It conjures up images of thin!
“Chapter One: Green Room Snacks – Sweets (desserts/sweet snacks etc.)
Chapter Two: Green Room Snacks – Savories (munchies, hors d’ouvres/ finger foods etc.)
Chapter Three: The Opening Night Party (Party Buffet items…we already have Pete’s mom’s ziti recipe and more!)
Chapter Four: The Well Stocked Opening Night Bar (Drink recipes)
Chapter Five: The Pre-Sunday Matinee Brunch (breakfast/brunch recipes)
Chapter Six: The Monday Night Off – Dinner at a Reasonable Hour (dinner recipes entrees/casseroles/stews/soups and sides)
Chapter Seven: The Strike Lunch (lunchy things/sammies/light meal recipes)”
The Strike Lunch? What is The Strike Lunch? You mean as in – those people who are holding up signs behind a picket line? They need to eat? Can they afford to eat? (Refer back to – “The Starving Actor”).
[Sorry, Max]
By the way, what’s a sammie? Is that a person, place, or thing?
Now, I may be a little awkward in the kitchen but I’ve not lost my knack for marketing and I’ve got a few tricks up my sleeve. I’m going to casually suggest that our headshots be displayed right next to our recipes. Is that slick or what?

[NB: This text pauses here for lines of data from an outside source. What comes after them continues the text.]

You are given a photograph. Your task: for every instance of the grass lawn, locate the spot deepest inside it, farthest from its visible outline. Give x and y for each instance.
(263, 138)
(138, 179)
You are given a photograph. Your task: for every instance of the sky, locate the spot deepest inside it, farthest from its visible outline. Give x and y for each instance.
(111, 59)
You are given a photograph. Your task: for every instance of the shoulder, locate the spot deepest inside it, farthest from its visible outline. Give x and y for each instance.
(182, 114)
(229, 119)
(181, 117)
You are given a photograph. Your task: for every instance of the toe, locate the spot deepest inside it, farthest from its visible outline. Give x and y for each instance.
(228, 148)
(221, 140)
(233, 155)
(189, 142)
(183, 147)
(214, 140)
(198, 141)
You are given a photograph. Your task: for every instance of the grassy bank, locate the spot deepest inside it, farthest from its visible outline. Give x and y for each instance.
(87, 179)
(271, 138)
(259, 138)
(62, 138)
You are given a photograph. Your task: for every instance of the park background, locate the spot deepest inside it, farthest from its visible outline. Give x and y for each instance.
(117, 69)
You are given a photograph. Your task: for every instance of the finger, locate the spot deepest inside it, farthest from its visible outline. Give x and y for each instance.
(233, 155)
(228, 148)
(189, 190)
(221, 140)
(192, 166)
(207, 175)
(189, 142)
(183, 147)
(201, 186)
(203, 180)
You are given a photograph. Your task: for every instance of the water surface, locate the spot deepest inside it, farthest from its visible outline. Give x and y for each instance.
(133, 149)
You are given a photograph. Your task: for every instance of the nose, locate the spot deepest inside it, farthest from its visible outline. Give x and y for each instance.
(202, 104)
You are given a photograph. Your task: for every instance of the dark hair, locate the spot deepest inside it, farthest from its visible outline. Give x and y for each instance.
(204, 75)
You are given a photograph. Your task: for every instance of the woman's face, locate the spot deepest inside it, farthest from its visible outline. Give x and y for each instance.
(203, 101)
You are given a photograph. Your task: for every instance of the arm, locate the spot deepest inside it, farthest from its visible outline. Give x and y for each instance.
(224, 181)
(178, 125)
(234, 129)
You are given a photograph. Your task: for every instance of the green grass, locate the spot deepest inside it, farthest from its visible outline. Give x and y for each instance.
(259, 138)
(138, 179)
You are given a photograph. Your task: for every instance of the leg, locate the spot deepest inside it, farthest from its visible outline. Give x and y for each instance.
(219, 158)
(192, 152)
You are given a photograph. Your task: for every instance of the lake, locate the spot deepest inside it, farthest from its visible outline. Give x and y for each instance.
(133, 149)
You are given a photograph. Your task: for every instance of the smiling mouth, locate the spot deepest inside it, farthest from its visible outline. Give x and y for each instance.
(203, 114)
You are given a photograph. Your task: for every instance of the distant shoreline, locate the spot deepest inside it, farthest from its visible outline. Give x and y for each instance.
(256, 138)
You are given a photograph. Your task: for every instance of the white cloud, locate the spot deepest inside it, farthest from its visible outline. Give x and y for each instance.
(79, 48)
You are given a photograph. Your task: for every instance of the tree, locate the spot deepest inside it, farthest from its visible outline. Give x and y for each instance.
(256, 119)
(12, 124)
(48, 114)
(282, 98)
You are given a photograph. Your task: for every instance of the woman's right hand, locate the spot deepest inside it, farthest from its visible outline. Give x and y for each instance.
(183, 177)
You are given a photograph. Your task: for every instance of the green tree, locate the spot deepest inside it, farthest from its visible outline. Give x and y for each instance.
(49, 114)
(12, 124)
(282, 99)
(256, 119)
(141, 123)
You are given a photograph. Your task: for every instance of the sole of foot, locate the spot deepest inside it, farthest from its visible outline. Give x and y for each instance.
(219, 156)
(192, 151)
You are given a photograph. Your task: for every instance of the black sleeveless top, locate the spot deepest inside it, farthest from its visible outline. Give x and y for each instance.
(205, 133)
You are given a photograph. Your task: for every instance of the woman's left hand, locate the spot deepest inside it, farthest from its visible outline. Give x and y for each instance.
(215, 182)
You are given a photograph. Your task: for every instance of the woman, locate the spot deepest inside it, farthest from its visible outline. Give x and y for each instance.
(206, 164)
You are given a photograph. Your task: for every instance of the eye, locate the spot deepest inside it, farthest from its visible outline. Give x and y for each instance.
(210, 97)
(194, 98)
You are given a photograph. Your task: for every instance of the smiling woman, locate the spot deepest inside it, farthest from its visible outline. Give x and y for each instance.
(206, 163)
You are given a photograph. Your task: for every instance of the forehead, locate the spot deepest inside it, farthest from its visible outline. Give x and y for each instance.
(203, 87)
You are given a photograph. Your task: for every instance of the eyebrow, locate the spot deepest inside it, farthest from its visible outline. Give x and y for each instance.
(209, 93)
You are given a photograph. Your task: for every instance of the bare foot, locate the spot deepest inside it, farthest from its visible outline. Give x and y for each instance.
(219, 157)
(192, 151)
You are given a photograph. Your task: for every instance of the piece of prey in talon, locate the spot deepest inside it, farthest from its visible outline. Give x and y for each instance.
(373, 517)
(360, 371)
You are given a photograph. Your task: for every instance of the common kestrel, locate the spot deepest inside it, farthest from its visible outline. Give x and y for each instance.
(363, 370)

While you think on that I’m going to assemble some food!
Admittedly, I don’t have any original recipes – well, maybe this one little stir fry dish my nephew loves (and he recommends I get it in print but I prefer keeping it as our little ancient Chinese secret), so because of my lack of culinary prowess, I’ve decided the real trick is converting all of my boring bodybuilding fare into a sublime and mainstream equivalent.
Example:
BOILED EGGS AND SALT AND PEPPER
Conversion?
DEVILED EGGS.
But it’s got that have that certain je ne sais quoi that you just can’t place your finger on. Aha! Got it! I bet mayo mixed with wasabi would be totally original! Unassumingly kicky too! And who the hell would ever think of mixing the two?
[Unless you're a crazy half Asian on a Thursday night drinking X-rated vodka].
Oh my god, oh my god, oh my god! This could be my ascent into the world of fusion cuisine! A legend is born! The green room will never be the same! Oh, how brilliant – wasabi? Green room? Score!
Fun factoid: It doesn’t give me the runs.
Next:
RICE CEREAL
Conversion? It’s a no-brainer!
“RICE KRISPY TREATS!”
Now, what’s so original about Rice Krispy Treats, you probably want to know? Why, absolutely nothing. Which is exactly why I can rip the recipe right off the cereal box.
Fun factoid: It doesn’t give me the runs.
Ok, we’ve got to start getting a little more complex here.
Next:
MEAT SAUCE SANS SPAGHETTI
Heat up a tablespoon of olive oil. Brown 1 lb of ground turkey. Add one jar of spaghetti sauce. Eat out of pan which means one less dish to wash! (Red pepper flakes optional, not recommended on opening night).
Wait, wait, wait – you’ve got to share, right? Ok – bring paper plates – but don’t let that deter you from eating out of the pan.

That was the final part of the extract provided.